Falls Willis Seitenhieb auf die Konkurrenz der «101 Besten» abzielen sollte, reagiert Carsten Rath vehement: «Der Vorwurf, dass wir nachträglich oder überhaupt eine Rechnung für einen Mystery-Check stellen, ist schlichtweg falsch. Es handelt sich um eine Behauptung, die übler Nachrede gleichkommt.» Die prämierten Hotels erhalten zwar die Möglichkeit, zusätzliche Auftritte und Leistungen zu erwerben. Aber dies erst nach Bekanntgabe der Rangierung, in keinem Fall als deren Voraussetzung, wie Rath und Geisseler betonen.
Ähnliche Resultate
Erstaunlich ist, dass die drei Rankings unterschiedlich vorgehen, die Resultate sich jedoch ähneln: Hotel des Jahres 2025/26 ist bei Andrin Willi das Bergwelt Grindelwald Alpine Design Resort, zum Hotelier des Jahres wurde Kurt Baumgartner vom Hotel Belvedere in Scuol (GR) gekürt, zum Koch des Jahres Franz W. Faeh vom Gstaad Palace.
In der «Bilanz» schwingt das Gstaad Palace als bestes Ferienhotel obenaus. Das Beau-Rivage Palace in Lausanne gewinnt bei den Stadthotels, vor dem The Dolder Grand in Zürich. Zuoberst auf der Rangliste 2025 der «101 Besten» in der SoZ finden sich The Dolder Grand als Business Hotel, The Alpina Gstaad als Ferienhotel und Bergwelt Grindelwald als Entdeckung.

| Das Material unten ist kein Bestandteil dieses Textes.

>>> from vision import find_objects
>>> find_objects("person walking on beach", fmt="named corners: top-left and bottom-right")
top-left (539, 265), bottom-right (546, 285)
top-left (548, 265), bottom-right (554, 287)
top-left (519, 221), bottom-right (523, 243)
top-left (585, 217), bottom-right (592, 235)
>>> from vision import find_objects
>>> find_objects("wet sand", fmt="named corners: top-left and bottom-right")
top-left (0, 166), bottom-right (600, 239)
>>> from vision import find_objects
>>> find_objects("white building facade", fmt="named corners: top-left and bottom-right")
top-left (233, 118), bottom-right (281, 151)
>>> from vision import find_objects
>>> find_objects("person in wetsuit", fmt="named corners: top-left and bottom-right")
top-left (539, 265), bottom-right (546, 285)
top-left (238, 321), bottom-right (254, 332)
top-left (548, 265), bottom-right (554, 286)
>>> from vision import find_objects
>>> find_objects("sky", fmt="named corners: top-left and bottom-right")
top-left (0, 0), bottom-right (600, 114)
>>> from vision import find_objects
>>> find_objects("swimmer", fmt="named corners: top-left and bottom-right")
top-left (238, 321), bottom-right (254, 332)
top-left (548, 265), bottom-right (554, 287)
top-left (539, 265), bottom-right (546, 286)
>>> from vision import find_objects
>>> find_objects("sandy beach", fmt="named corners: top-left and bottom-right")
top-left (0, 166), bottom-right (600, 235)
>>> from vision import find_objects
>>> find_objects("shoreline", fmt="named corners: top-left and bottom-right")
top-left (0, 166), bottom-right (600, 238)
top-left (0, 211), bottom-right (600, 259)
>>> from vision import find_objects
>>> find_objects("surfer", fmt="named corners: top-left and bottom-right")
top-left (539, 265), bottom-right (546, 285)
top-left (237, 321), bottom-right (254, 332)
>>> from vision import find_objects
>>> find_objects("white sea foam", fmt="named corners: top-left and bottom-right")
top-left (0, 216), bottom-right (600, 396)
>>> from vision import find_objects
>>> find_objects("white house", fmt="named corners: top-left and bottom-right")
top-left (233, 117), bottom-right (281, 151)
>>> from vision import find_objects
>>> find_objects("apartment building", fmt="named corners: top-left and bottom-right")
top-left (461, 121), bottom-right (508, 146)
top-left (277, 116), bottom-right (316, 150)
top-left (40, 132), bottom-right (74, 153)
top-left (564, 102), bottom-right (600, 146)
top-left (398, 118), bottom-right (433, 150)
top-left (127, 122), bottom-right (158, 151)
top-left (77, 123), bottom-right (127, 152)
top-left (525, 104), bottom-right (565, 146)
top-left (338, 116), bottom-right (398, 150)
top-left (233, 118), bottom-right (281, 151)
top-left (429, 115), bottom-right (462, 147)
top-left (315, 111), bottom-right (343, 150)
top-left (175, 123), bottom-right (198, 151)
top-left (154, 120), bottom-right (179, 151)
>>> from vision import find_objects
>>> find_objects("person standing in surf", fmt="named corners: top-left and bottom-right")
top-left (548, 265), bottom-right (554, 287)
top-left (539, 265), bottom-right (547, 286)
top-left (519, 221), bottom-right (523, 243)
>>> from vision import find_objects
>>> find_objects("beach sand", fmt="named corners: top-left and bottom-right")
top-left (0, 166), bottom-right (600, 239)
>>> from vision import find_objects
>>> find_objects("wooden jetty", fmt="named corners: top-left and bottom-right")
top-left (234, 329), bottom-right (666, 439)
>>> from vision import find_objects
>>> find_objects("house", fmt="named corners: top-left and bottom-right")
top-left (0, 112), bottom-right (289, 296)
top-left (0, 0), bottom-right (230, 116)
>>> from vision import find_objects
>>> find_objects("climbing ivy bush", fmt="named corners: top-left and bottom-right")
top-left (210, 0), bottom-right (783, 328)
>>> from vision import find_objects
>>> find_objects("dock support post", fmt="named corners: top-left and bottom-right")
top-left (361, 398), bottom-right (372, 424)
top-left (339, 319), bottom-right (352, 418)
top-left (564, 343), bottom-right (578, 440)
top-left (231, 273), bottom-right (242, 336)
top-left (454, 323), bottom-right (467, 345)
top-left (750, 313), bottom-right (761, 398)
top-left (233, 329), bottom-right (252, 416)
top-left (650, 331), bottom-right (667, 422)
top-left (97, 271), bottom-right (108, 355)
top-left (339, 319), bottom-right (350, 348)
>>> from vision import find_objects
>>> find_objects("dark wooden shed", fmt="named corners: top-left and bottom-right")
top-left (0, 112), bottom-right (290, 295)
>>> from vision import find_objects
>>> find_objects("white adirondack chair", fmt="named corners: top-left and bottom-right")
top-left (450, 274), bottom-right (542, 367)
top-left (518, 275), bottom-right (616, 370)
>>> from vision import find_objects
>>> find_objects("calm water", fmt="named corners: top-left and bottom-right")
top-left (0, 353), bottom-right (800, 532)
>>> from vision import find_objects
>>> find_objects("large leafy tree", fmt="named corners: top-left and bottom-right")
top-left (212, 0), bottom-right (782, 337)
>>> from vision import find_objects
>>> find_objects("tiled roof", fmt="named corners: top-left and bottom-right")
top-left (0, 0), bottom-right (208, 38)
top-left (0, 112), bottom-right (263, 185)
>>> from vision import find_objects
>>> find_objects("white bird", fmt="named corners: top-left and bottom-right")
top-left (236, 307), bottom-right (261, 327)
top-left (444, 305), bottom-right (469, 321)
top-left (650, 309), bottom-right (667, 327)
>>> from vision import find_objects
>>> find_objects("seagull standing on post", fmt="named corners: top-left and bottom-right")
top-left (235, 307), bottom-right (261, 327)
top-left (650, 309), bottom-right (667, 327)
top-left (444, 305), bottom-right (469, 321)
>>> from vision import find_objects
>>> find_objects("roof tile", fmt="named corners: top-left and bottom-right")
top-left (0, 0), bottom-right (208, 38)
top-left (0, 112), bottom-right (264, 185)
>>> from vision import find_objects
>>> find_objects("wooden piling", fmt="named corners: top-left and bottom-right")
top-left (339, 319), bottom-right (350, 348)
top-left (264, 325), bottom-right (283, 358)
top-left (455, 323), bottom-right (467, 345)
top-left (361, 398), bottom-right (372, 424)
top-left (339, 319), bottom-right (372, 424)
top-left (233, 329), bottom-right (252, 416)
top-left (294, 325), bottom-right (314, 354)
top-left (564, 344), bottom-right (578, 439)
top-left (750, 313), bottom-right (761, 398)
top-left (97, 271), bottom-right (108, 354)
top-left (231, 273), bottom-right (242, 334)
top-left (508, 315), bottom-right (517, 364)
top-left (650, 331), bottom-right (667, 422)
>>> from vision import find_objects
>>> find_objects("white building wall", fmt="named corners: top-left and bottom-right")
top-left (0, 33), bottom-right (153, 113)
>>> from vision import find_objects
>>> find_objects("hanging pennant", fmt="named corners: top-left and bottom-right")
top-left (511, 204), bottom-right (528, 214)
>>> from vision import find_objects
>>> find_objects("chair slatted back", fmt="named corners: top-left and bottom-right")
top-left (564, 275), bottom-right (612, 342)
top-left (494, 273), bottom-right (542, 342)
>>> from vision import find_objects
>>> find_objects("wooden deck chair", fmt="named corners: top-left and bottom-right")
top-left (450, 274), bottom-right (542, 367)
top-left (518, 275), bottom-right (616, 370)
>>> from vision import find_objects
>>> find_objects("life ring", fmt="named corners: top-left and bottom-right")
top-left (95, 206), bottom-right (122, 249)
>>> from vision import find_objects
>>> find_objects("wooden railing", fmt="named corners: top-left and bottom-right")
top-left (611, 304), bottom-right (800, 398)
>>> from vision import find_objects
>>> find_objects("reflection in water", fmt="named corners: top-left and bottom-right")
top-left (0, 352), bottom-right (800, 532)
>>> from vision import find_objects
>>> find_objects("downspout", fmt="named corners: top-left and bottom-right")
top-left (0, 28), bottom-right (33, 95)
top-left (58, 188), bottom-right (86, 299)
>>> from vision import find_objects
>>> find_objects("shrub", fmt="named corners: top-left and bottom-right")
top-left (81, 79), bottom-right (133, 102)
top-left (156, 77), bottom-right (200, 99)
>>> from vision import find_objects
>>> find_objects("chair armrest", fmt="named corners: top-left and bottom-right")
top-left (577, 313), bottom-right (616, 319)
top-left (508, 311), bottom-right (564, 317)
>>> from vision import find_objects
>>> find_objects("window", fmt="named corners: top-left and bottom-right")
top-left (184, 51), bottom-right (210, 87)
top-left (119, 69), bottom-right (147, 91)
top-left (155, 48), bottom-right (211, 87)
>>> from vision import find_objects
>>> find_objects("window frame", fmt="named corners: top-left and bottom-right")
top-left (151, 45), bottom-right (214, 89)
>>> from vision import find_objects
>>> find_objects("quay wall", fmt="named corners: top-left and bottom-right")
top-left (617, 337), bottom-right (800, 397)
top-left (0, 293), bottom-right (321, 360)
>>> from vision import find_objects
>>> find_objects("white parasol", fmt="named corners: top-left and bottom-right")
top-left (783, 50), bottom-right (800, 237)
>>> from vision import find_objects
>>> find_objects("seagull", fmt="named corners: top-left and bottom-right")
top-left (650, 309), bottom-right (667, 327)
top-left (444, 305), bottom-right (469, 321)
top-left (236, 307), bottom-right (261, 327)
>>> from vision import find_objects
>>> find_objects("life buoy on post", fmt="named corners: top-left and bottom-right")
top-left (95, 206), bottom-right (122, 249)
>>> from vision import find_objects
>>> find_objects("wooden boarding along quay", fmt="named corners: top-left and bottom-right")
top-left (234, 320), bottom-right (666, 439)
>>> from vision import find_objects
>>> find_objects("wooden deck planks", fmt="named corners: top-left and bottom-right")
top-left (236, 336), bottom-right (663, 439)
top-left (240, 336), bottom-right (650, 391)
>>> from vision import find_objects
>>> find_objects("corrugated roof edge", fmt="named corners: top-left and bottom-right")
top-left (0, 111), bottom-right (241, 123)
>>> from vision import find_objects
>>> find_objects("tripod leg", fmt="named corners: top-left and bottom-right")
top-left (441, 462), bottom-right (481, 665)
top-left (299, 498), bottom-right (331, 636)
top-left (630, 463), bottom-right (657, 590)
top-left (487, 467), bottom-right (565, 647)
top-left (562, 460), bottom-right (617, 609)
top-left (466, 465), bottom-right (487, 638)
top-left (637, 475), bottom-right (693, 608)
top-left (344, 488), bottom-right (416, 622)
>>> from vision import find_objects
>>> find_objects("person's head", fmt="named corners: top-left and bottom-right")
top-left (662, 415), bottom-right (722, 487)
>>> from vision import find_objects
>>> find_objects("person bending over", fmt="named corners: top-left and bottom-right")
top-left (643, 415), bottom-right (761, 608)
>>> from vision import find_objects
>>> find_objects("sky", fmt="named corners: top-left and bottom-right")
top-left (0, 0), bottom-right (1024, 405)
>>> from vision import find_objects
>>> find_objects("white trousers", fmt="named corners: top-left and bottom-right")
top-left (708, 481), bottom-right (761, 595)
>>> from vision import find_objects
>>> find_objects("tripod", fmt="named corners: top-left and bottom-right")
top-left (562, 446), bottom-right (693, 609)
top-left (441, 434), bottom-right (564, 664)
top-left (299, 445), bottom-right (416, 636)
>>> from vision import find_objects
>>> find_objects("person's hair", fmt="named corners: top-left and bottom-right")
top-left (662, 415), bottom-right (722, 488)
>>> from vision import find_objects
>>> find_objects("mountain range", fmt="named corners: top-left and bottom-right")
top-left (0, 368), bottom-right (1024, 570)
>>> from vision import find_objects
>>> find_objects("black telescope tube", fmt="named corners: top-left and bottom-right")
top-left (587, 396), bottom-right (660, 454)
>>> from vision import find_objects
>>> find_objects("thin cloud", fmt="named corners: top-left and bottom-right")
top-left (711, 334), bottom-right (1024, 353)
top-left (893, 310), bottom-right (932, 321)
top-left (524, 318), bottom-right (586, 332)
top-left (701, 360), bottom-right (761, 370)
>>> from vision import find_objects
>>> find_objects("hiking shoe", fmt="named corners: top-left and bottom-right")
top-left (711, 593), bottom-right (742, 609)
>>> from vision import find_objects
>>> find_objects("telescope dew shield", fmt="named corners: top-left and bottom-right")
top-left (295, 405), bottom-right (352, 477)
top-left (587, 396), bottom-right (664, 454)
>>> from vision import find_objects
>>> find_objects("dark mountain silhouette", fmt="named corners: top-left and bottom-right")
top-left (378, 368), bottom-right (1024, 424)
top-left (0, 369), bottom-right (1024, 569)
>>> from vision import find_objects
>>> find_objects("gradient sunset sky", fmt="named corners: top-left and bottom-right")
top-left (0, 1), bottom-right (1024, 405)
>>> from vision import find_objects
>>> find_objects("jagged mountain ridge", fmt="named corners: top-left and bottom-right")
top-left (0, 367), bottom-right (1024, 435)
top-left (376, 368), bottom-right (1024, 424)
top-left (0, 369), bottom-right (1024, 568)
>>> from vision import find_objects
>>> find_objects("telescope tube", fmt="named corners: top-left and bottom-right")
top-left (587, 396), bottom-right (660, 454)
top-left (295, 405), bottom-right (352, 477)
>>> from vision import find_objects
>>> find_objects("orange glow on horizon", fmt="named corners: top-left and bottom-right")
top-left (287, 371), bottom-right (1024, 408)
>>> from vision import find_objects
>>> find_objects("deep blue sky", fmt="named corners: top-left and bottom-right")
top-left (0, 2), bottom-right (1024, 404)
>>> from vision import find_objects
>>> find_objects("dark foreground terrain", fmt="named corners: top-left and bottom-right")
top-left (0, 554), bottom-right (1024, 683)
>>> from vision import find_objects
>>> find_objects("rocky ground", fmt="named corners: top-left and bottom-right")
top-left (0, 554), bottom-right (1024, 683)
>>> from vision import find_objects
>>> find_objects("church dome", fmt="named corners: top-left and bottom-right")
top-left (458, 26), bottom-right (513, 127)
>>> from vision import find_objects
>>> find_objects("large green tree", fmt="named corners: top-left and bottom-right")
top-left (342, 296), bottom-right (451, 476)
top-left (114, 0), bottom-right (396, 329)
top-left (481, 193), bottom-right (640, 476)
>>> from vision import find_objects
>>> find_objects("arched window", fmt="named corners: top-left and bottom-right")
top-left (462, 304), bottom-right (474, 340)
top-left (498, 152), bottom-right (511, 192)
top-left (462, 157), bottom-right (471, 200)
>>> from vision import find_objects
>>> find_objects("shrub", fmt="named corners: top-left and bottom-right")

Neben den drei Hotelrankings gibt es eine Reihe weiterer Auszeichnungen. So kürt der Guide Gault Millau ein «Hotel des Jahres»: Soeben erhielt das Badrutt’s Palace in St. Moritz diese Auszeichnung. Am Hospitality Summit in Zürich wurde bisher der Award «Hotelier des Jahres» vergeben, dieses Jahr an Michael Smithuis, Direktor des Fairmont Le Montreux Palace. Smithuis, der auch Präsident der Swiss Deluxe Hotels ist, hat punkto Hotelrankings eine klare Präferenz geäussert: «Die Marke ‘Die 101 besten Hotels’ hat mit ihrem transparenten und unabhängigen Ranking eine originäre Benchmark zur Orientierung für Gäste und Hoteliers geschaffen, die bis dato nicht existent war. Das Ranking war, jenseits von persönlichen Eindrücken und Einzelmeinungen, seit Langem überfällig.»